Green chief Patrick Harvie backs local election bids at Grangemouth demo

Scottish Green Party co-leader Patrick Harvie today braved teeming rain to get on his bike for a trip to Grangemouth to support local election candidates.

By The Newsroom
Saturday, 7th December 2019, 2:47 pm
Updated Saturday, 7th December 2019, 3:30 pm
Patrick Harvie  joined Scottish Green Party candidate for Linlithgow and East Falkirk Gillian Mackay and Falkirk candidate Tom McLaughlin for a demonstration outside 'Scotland’s biggest polluter'.
Patrick Harvie joined Scottish Green Party candidate for Linlithgow and East Falkirk Gillian Mackay and Falkirk candidate Tom McLaughlin for a demonstration outside 'Scotland’s biggest polluter'.

Gillian Mackay is contesting the Falkirk East-Linlithgow seat for the Greens in hopes of unseating Scottish National Party contender Martyn Day, who has made “stopping Boris” his main election pitch.

Party colleague Tom McLaughlin is contesting the Falkirk seat.

Mr Harvie, candidates and other Green campaigners stood in front of the Grangemouth HQ of Ineos to demand an end to shale gas imports from the end imports of fracked gas from the USA to the Port.

Ms Mackay said: “I have grown up in the shadow of Scotland’s biggest polluter, and it’s inconceivable to me that instead of beginning to transition away from oil and gas, Ineos is expanding this site to increase capacity.

“Climate science gives us ten years to dramatically cut emissions, yet industry is in denial, enabled by governments at Westminster and Holyrood who continue to subsidise them.

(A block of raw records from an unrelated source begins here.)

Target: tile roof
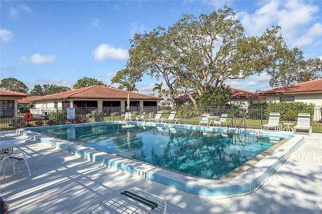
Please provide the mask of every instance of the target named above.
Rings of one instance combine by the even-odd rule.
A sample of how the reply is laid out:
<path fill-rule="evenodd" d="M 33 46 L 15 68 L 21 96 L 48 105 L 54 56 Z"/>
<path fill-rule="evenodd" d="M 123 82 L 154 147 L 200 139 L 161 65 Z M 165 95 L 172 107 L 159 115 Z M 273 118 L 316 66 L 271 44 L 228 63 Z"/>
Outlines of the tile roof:
<path fill-rule="evenodd" d="M 322 79 L 315 79 L 257 92 L 259 95 L 296 94 L 322 93 Z"/>
<path fill-rule="evenodd" d="M 23 98 L 27 97 L 27 94 L 19 92 L 12 91 L 11 90 L 0 89 L 0 96 Z"/>
<path fill-rule="evenodd" d="M 230 89 L 231 90 L 231 96 L 230 96 L 230 99 L 252 98 L 255 96 L 256 94 L 256 93 L 253 92 L 247 91 L 244 90 L 231 88 Z M 193 93 L 191 95 L 195 99 L 199 97 L 198 93 L 197 92 Z M 190 98 L 187 94 L 175 97 L 175 100 L 186 100 L 189 99 L 190 99 Z"/>
<path fill-rule="evenodd" d="M 63 98 L 97 98 L 97 99 L 127 99 L 127 94 L 130 94 L 131 99 L 163 99 L 150 95 L 144 94 L 133 91 L 111 88 L 102 85 L 93 85 L 85 88 L 69 90 L 36 97 L 31 101 L 40 101 Z"/>
<path fill-rule="evenodd" d="M 29 104 L 31 102 L 31 100 L 36 97 L 40 97 L 40 96 L 27 96 L 26 98 L 23 98 L 21 99 L 18 99 L 18 103 L 20 104 Z"/>

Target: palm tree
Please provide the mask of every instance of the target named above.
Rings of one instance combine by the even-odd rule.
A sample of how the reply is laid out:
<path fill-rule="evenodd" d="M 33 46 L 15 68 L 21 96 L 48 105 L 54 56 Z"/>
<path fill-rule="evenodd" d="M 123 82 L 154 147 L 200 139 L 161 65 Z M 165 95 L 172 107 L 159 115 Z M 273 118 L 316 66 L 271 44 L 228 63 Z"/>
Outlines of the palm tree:
<path fill-rule="evenodd" d="M 154 87 L 152 89 L 152 90 L 153 91 L 156 90 L 157 91 L 157 94 L 159 97 L 162 96 L 162 94 L 160 93 L 160 91 L 162 89 L 162 84 L 163 84 L 162 82 L 161 82 L 159 84 L 155 83 L 154 84 Z"/>
<path fill-rule="evenodd" d="M 161 93 L 161 90 L 162 90 L 162 82 L 161 82 L 160 84 L 155 83 L 154 84 L 154 87 L 152 89 L 152 90 L 153 91 L 156 90 L 157 91 L 157 94 L 159 97 L 161 97 L 162 96 L 162 94 Z M 159 100 L 159 102 L 160 103 L 160 105 L 161 105 L 161 100 Z"/>

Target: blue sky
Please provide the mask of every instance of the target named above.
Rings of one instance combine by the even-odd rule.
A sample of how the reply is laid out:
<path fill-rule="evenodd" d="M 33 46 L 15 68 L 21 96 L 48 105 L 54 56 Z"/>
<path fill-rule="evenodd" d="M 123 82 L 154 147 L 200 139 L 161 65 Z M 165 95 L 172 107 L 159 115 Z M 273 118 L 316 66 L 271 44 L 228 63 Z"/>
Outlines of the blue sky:
<path fill-rule="evenodd" d="M 322 56 L 322 1 L 1 1 L 0 78 L 13 77 L 31 90 L 36 84 L 71 88 L 84 77 L 110 84 L 125 68 L 136 33 L 168 28 L 184 14 L 199 17 L 225 4 L 238 13 L 247 35 L 262 34 L 280 25 L 290 48 L 306 59 Z M 267 90 L 262 74 L 229 81 L 232 87 Z M 151 94 L 154 84 L 144 77 L 139 92 Z M 117 85 L 113 86 L 117 87 Z M 165 84 L 164 84 L 165 85 Z"/>

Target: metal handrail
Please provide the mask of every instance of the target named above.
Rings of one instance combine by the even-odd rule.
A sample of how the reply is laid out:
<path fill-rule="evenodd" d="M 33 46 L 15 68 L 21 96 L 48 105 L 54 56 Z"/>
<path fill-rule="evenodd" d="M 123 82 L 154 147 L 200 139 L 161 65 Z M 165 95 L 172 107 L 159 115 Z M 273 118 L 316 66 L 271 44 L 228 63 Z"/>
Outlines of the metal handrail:
<path fill-rule="evenodd" d="M 117 116 L 119 116 L 119 112 L 114 112 L 114 113 L 117 113 Z M 114 117 L 113 117 L 113 122 L 112 123 L 112 124 L 114 124 L 114 121 L 115 120 L 115 116 L 116 116 L 116 114 L 114 115 Z"/>
<path fill-rule="evenodd" d="M 235 116 L 231 116 L 231 120 L 230 121 L 230 123 L 229 123 L 229 124 L 228 125 L 228 127 L 227 128 L 227 134 L 228 134 L 228 131 L 229 129 L 229 128 L 230 128 L 230 125 L 232 125 L 232 121 L 233 120 L 234 118 L 236 118 L 236 117 Z"/>
<path fill-rule="evenodd" d="M 245 121 L 245 127 L 244 128 L 245 129 L 246 129 L 246 117 L 243 117 L 242 118 L 242 120 L 240 121 L 240 123 L 239 123 L 239 126 L 238 127 L 238 129 L 239 129 L 240 128 L 240 126 L 242 126 L 242 123 L 243 122 L 243 121 Z"/>

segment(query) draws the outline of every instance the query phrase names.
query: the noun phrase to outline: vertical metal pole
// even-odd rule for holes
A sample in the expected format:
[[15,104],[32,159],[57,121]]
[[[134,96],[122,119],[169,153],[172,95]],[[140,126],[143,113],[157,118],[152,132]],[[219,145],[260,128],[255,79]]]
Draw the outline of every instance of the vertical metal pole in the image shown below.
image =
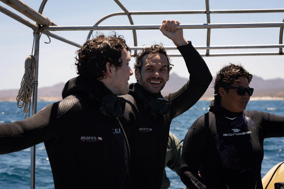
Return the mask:
[[[38,57],[39,51],[39,39],[40,34],[36,33],[35,37],[35,57],[36,58],[36,68],[35,71],[34,86],[33,95],[32,114],[36,113],[37,102],[38,98]],[[30,189],[34,189],[36,177],[36,146],[31,147],[30,150]]]

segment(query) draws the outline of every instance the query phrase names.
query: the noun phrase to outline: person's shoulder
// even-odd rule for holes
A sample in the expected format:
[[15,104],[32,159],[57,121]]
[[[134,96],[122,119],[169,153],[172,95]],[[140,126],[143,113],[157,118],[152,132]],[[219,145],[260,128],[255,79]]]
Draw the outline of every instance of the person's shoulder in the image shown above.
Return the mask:
[[83,98],[80,96],[72,94],[66,97],[57,103],[60,113],[64,114],[83,100]]

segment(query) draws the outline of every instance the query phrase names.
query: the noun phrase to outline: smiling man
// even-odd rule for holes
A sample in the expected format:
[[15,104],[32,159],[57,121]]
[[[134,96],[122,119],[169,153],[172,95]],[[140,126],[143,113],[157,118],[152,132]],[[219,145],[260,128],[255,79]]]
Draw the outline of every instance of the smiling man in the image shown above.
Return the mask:
[[0,124],[0,154],[43,142],[55,189],[128,188],[129,146],[117,117],[133,74],[121,36],[103,35],[77,51],[78,76],[63,99],[24,120]]
[[180,178],[187,188],[262,189],[264,140],[284,137],[284,116],[245,110],[252,76],[231,63],[217,73],[209,112],[184,138]]
[[203,59],[185,39],[183,30],[177,29],[180,23],[164,20],[160,30],[183,56],[190,80],[178,91],[162,96],[172,65],[164,48],[155,45],[138,55],[134,65],[137,82],[130,84],[129,93],[123,96],[126,103],[122,122],[131,154],[130,188],[160,188],[172,120],[194,105],[212,80]]

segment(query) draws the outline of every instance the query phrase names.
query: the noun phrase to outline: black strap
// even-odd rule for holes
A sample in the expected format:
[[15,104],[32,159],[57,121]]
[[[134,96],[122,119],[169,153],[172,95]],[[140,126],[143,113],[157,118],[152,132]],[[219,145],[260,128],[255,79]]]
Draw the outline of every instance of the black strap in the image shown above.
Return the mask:
[[167,151],[172,151],[172,150],[173,149],[175,149],[175,148],[176,148],[178,146],[178,145],[180,145],[180,144],[181,143],[183,142],[183,140],[184,140],[184,139],[183,139],[182,140],[181,140],[180,141],[180,143],[178,143],[178,145],[176,145],[176,146],[175,146],[175,147],[174,147],[173,148],[170,148],[170,149],[167,149]]

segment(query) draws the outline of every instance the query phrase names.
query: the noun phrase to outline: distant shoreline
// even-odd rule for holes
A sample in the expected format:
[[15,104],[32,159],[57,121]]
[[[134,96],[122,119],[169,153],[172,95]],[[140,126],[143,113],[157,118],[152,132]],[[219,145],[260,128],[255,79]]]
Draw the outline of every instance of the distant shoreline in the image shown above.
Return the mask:
[[[16,97],[0,97],[0,102],[16,102]],[[214,97],[202,97],[199,100],[212,100]],[[56,102],[62,99],[61,97],[38,97],[38,102]],[[284,97],[251,97],[250,100],[283,100]]]

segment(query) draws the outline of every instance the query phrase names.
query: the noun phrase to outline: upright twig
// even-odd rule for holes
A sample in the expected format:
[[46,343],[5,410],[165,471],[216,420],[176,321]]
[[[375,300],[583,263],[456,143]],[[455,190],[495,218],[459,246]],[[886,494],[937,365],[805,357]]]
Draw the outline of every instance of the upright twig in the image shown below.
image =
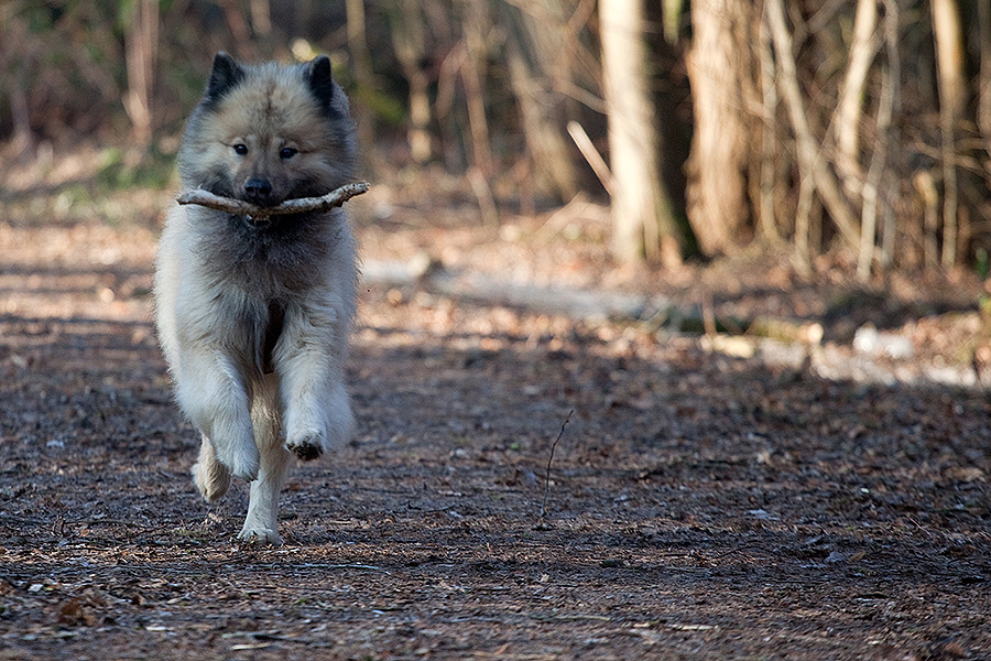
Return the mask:
[[798,151],[798,166],[803,172],[812,174],[812,182],[823,204],[829,212],[837,229],[853,249],[860,249],[860,227],[850,203],[840,191],[836,175],[823,158],[823,148],[813,134],[802,88],[798,85],[797,65],[793,52],[792,35],[785,21],[783,0],[767,0],[764,4],[765,19],[771,31],[771,40],[778,57],[778,84],[792,129],[795,131],[795,149]]
[[544,476],[544,500],[541,502],[541,519],[547,513],[547,494],[551,491],[551,462],[554,460],[554,449],[557,447],[560,437],[564,436],[564,430],[568,426],[568,421],[571,420],[571,413],[574,412],[574,409],[568,411],[568,416],[565,418],[565,421],[562,423],[560,431],[557,433],[557,438],[551,444],[551,456],[547,457],[547,474]]

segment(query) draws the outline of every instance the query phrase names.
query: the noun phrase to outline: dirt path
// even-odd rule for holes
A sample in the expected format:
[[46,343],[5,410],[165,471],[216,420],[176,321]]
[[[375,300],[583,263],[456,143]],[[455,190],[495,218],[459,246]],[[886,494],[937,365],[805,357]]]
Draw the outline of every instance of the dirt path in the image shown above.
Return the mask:
[[284,548],[239,548],[244,486],[189,484],[153,232],[0,246],[0,659],[991,655],[980,393],[367,286],[360,433],[293,474]]

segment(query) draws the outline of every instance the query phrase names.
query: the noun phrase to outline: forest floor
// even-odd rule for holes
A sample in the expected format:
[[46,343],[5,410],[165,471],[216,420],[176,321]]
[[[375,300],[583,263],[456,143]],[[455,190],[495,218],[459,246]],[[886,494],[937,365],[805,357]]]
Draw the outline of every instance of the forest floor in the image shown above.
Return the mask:
[[[414,277],[362,282],[359,432],[294,469],[285,545],[255,548],[246,486],[208,506],[189,480],[151,323],[168,194],[18,186],[0,659],[991,658],[971,275],[628,270],[595,205],[497,229],[377,185],[349,203],[367,263]],[[552,313],[415,278],[438,270],[647,303]]]

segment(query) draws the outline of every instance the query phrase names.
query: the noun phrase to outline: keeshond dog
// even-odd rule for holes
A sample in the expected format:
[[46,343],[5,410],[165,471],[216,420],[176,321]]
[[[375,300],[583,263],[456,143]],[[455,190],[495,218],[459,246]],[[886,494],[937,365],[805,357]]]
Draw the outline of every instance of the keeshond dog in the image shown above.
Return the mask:
[[[184,189],[258,206],[351,181],[356,130],[326,56],[249,66],[218,53],[178,151]],[[159,245],[159,338],[183,413],[203,438],[193,478],[214,502],[251,483],[238,535],[280,544],[292,455],[314,459],[352,432],[344,364],[356,297],[346,213],[252,220],[174,205]]]

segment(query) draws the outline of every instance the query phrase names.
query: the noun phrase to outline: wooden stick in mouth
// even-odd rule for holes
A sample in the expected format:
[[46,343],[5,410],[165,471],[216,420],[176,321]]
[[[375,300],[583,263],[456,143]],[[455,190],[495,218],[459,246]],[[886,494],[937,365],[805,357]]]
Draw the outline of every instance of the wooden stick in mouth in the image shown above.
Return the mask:
[[226,212],[238,216],[250,216],[251,218],[266,219],[269,216],[281,216],[284,214],[307,214],[319,213],[339,207],[356,195],[361,195],[368,191],[368,182],[356,182],[353,184],[345,184],[339,188],[330,191],[320,197],[298,197],[296,199],[286,199],[282,204],[273,207],[260,207],[250,202],[233,199],[232,197],[222,197],[214,195],[209,191],[195,188],[182,193],[176,202],[179,204],[196,204],[205,206],[218,212]]

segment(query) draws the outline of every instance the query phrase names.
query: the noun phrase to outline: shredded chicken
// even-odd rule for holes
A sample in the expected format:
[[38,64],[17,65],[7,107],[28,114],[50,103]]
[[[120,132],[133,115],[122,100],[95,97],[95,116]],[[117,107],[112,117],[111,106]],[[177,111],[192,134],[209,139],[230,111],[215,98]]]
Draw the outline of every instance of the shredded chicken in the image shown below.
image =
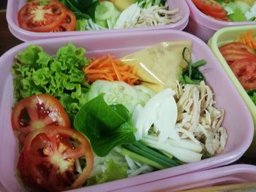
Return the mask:
[[225,111],[214,107],[213,93],[204,81],[200,85],[181,85],[177,82],[178,119],[176,131],[181,138],[200,141],[211,155],[225,147],[227,134],[222,127]]
[[141,26],[157,26],[174,23],[180,20],[181,16],[176,18],[170,18],[170,15],[177,14],[179,9],[168,10],[167,6],[158,5],[142,9],[139,19],[135,24],[135,27]]

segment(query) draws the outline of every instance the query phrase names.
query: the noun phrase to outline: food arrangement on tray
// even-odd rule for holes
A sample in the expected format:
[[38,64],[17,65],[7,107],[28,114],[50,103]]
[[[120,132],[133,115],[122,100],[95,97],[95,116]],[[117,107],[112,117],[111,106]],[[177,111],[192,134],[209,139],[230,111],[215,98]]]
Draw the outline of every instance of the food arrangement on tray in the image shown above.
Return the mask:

“Only a vote for the Scottish Greens on Thursday will demand climate action.”

Meanwhile SNP hopeful Martyn Day argues the election in Scotland is a straight fight between the SNP and the Tories, but that Scottish votes could also determine the outcome of the UK election as a whole.

Scottish Labour candidate Wendy Milne meanwhile claims poverty has soared “under the Tories and the SNP” - and recently highlighted the case of a boy who stole tomato sauce sachets in his quest to find food nourishment.

By contrast Scottish Conservative and Unionist Candidate Charles Kennedy led the West Lothian Better Together campaign in 2014, and will be backing Prime Minister Boris Johnston’s assertion that what’s claimed to be a looming Labour-SNP pact would undermine Brexit and damage the economy.

Veteran and People’s Party candidate Mark Tunnicliff opposes tactical voting, and is urging people to study what politicians are saying and vote for them entirely on that basis.

The five key policy areas he is personally most concerned with are poverty, care, education, defence and justice.

He says he is the “underdog” in the struggle - but says his party, formed to combat disillusion with the established parties’ propaganda, has integrity at its core.

Scottish Liberal Democrats candidate Sally Pattle strongly supports her party’s bid to revoke Article 50 to stop Brexit, and says once achieved this will pave the way for efforts to build a fairer society.

However Brexit Party candidate Marc Bozza, a Grangemouth man, says he sees “a cornucopia of opportunities” which after withdrawal from Europe would “rejuvenate our towns an villages after decades of neglect”.

He says Scots are critical to the success of the UK - and insists the UK has to be “an independent, self-governing nation outwith the EU”.